Germany may pipe in 100 TWh of green hydrogen by 2035, says study

Germany could cover 11% of its energy needs with imported green hydrogen from its neighbours by 2030, according to a new study.
Germany could cover 11% of its energy needs with imported green hydrogen from its neighbours by 2030, according to a new study.

Germany could import up to 100 TWh of green hydrogen from its neighbours by pipeline from neighbouring countries by the mid-2030s, according to a study by the Berlin-based Agora Energiewende and Agora Industry think-tanks released on July 4.

The study concludes that that hydrogen could cover 11.2% of Germany's projected 894 TWh total energy demand by 2035, Reuters reports.

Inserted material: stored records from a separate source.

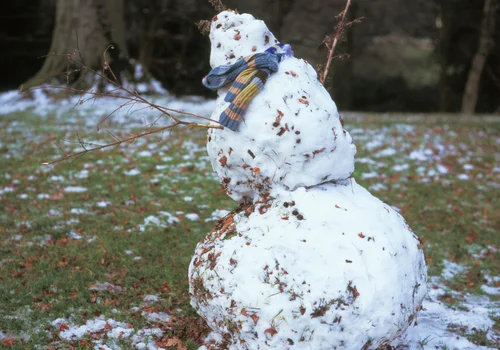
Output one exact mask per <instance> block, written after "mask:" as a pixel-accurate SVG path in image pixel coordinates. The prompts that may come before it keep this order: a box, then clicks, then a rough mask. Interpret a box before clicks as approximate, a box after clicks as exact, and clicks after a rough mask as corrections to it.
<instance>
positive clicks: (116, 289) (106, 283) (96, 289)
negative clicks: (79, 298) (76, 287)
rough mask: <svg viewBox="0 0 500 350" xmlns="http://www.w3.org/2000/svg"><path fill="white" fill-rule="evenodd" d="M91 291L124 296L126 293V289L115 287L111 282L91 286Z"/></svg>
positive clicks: (101, 283)
mask: <svg viewBox="0 0 500 350" xmlns="http://www.w3.org/2000/svg"><path fill="white" fill-rule="evenodd" d="M89 290H90V291H94V292H102V291H108V292H110V293H112V294H122V293H123V292H125V290H126V288H125V287H120V286H115V285H114V284H111V283H109V282H104V283H95V284H91V285H90V286H89Z"/></svg>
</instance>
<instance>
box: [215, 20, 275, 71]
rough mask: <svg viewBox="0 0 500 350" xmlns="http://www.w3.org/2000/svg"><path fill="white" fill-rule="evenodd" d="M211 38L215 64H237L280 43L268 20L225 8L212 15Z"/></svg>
mask: <svg viewBox="0 0 500 350" xmlns="http://www.w3.org/2000/svg"><path fill="white" fill-rule="evenodd" d="M210 41H211V43H212V50H211V54H210V65H211V66H212V67H216V66H221V65H227V64H233V63H235V62H236V61H238V60H239V59H241V58H243V57H246V56H249V55H251V54H254V53H257V52H264V51H266V50H267V49H269V48H271V47H273V46H274V45H276V44H278V40H277V39H276V38H275V37H274V35H273V34H272V33H271V31H270V30H269V29H268V28H267V26H266V24H265V23H264V21H261V20H258V19H255V17H253V16H252V15H249V14H246V13H243V14H239V13H236V12H235V11H232V10H227V11H223V12H221V13H219V14H218V15H217V16H215V17H214V18H213V19H212V25H211V27H210ZM281 49H282V48H281Z"/></svg>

Germany's strategy to expand the use of hydrogen as an energy source aims to reduce greenhouse emissions in industrial sectors such as steel and chemicals, and decrease imported fossil fuels dependency. Green hydrogen, produced using solar and wind power, is a cornerstone of Germany's planned energy transition.

However, due to the limited renewable energy resources in the country, Germany will need to import around 50% to 70% of its hydrogen. Currently, the country uses approximately 55-60 TWh of hydrogen annually, which is produced almost entirely from fossil fuels, according to data from the German Economy Ministry.

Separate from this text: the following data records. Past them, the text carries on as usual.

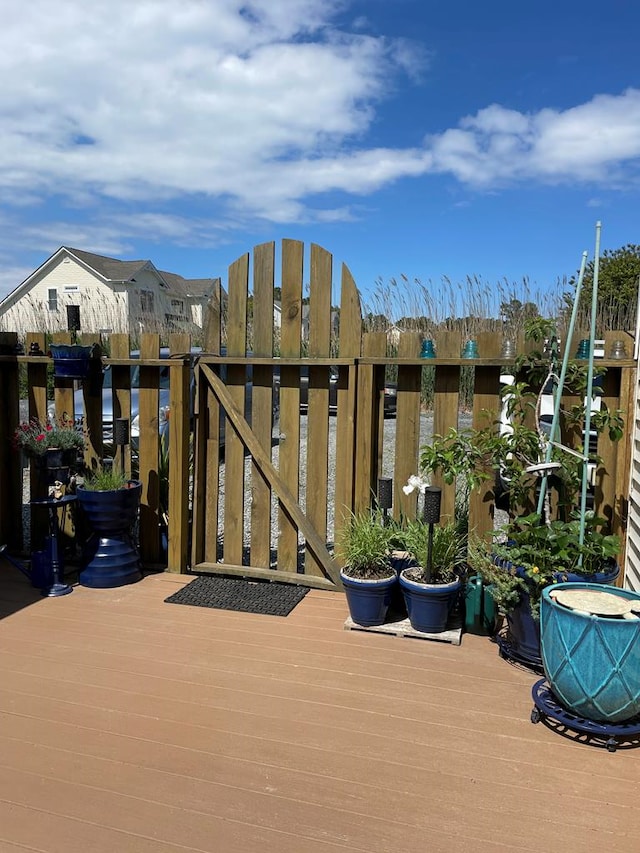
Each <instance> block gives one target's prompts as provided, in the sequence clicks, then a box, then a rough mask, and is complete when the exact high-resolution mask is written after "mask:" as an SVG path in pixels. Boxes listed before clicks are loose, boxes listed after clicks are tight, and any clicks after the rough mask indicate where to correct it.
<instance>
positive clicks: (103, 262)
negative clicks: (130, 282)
mask: <svg viewBox="0 0 640 853" xmlns="http://www.w3.org/2000/svg"><path fill="white" fill-rule="evenodd" d="M65 248H66V249H67V251H68V252H70V253H71V254H72V255H75V257H76V258H78V259H79V260H81V261H82V262H83V263H85V264H87V266H89V267H91V269H93V270H95V271H96V272H97V273H99V274H100V275H101V276H102V277H103V278H106V279H108V280H109V281H130V280H131V279H132V278H133V277H134V276H135V274H136V273H137V272H140V270H142V269H144V267H146V266H147V265H148V264H149V263H150V262H149V261H120V260H118V259H117V258H107V257H106V256H105V255H94V254H93V252H83V251H82V250H81V249H72V248H70V247H68V246H67V247H65Z"/></svg>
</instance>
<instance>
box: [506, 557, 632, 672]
mask: <svg viewBox="0 0 640 853" xmlns="http://www.w3.org/2000/svg"><path fill="white" fill-rule="evenodd" d="M494 562H495V564H496V565H497V566H501V567H502V568H504V569H505V571H511V570H512V569H513V568H514V566H513V563H510V562H509V561H508V560H503V559H501V558H499V557H496V558H494ZM515 571H516V574H517V575H518V577H521V578H525V579H526V575H525V573H524V570H523V569H522V568H520V567H519V566H515ZM619 574H620V567H619V566H618V565H617V564H616V563H612V564H611V566H610V567H609V568H607V569H606V570H605V571H602V572H596V573H595V574H593V575H589V582H590V583H593V584H612V583H614V581H615V579H616V578H617V577H618V575H619ZM556 579H557V580H558V581H572V582H576V581H581V582H584V581H585V577H584V575H579V574H576V573H573V572H565V573H562V572H558V574H557V575H556ZM556 586H559V584H556ZM507 625H508V627H509V639H510V643H511V649H512V651H513V653H514V655H515V656H516V657H517V658H518V659H520V660H522V662H524V663H525V664H530V665H531V666H535V667H541V666H542V654H541V651H540V620H539V619H534V618H533V615H532V613H531V603H530V600H529V594H528V593H527V592H523V593H521V596H520V602H519V603H518V604H517V605H516V606H515V607H514V608H513V609H512V610H511V611H510V612H509V613H507Z"/></svg>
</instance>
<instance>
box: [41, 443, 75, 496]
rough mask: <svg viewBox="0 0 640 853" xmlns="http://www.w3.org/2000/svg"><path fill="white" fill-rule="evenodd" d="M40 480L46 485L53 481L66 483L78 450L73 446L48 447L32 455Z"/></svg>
mask: <svg viewBox="0 0 640 853" xmlns="http://www.w3.org/2000/svg"><path fill="white" fill-rule="evenodd" d="M33 458H34V460H35V466H36V470H37V471H38V475H39V476H40V478H41V480H42V481H43V482H44V483H46V485H48V486H52V485H53V484H54V483H63V484H64V485H66V484H67V483H68V482H69V479H70V476H71V474H70V469H71V468H72V467H73V466H74V465H75V463H76V461H77V458H78V451H77V450H76V449H75V448H72V449H65V450H62V449H61V448H59V447H50V448H48V449H47V450H46V451H45V452H44V453H42V454H40V455H39V456H34V457H33Z"/></svg>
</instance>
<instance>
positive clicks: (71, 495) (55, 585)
mask: <svg viewBox="0 0 640 853" xmlns="http://www.w3.org/2000/svg"><path fill="white" fill-rule="evenodd" d="M75 500H76V496H75V495H63V496H62V497H60V498H34V499H33V500H32V501H30V503H31V506H43V507H46V509H47V510H48V513H49V536H50V537H51V572H52V575H53V583H52V584H51V586H49V587H45V588H44V589H43V590H42V595H46V596H48V597H49V598H57V597H58V596H60V595H68V594H69V593H70V592H73V587H72V586H69V584H66V583H64V578H63V576H62V570H61V567H60V557H59V554H58V535H59V533H60V526H59V524H58V510H59V509H60V507H65V506H67V505H68V504H70V503H72V501H75Z"/></svg>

The study predicts that by 2030, Germany could produce 11 TWh of hydrogen domestically and import about 17 TWh of green hydrogen and 15 TWh of blue hydrogen, which is derived from natural gas. This would still cover less than half of Germany's total hydrogen demand, projected to reach 95 TWh to 130 TWh by the decade's end.

Simon Mueller, director at Agora Energiewende, told Reuters: "To achieve climate neutrality, Germany needs a secure and cost-effective supply of renewable hydrogen. Pipeline imports from Europe play a crucial role in this."

He emphasised the need for a financing model and swift agreements on cost-sharing among involved countries, adding, "This is the only way the required quantities of green hydrogen can be delivered in the first half of the next decade."

To meet future hydrogen demand, hydrogen producers and pipeline operators will require assurances from Germany, Mueller noted. The study identified five potential hydrogen pipeline corridors, considering factors such as production potential, political support, and technical complexity. Promising corridors include imports from Denmark and Norway via the North Sea, and potentially from Sweden and Finland via the Baltic Sea. Long term, pipelines from Southern Europe and North Africa, particularly Spain and Tunisia, as well as the United Kingdom, Portugal, Algeria, Greece and Ukraine, could play significant roles.